Der frühere Kapitän fehlte den Dresdnern wegen muskulärer Probleme bereits seit vier Wochen. Jetzt arbeitet er am Comeback - mal wieder.

Dynamos Trainer Markus Kauczinski kann darauf hoffen, dass Marco Hartmann (r.) bald wieder zur Verfügung steht.
Dynamos Trainer Markus Kauczinski kann darauf hoffen, dass Marco Hartmann (r.) bald wieder zur Verfügung steht. © dpa/Robert Michael

Dresden. Eine gute Nachricht kommt am Dienstagnachmittag von Dynamo: Marco Hartmann konnte nach überstandenen muskulären Problemen mit der Mannschaft trainieren. Er werde "nun sukzessive wieder an die volle Belastung herangeführt", heißt es im Bericht auf der Internetseite des Vereins.

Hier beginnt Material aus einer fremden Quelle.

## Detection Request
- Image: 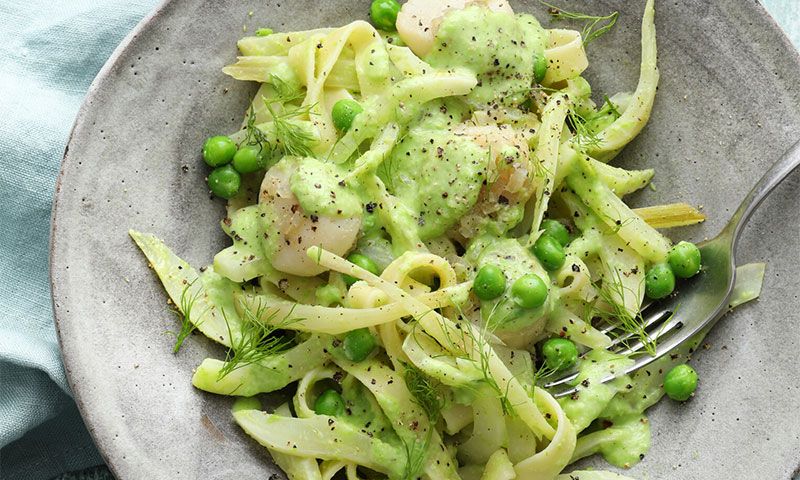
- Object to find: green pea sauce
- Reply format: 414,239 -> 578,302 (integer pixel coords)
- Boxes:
425,7 -> 547,105
467,236 -> 550,332
381,128 -> 489,240
290,157 -> 362,218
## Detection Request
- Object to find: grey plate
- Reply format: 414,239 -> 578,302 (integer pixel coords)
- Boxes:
51,1 -> 800,479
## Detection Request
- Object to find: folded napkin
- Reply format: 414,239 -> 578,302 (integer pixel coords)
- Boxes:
0,1 -> 156,478
0,1 -> 795,480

Nachdem der 32 Jahre alte Ex-Kapitän verletzungsfrei durch die Vorbereitung auf die neue Saison gekommen war, erwischte ihn kurz vor dem DFB-Pokalspiel gegen den Hamburger SV ein Infekt. Für den Auftakt in der 3. Liga vier Tage in Kaiserslautern später war Hartmann jedoch wieder einsatzbereit, wurde von Chefcoach Markus Kauczinski für die letzten zwei Minuten plus Nachspielzeit eingewechselt, um zu helfen, beim Kraftakt auf dem Betzenberg den 1:0-Vorsprung zu verteidigen. In der Partie gegen Waldhof Mannheim (1:1) kam der Mittelfeldspieler erneut in der Schlussphase. Danach klagte er über Beschwerden.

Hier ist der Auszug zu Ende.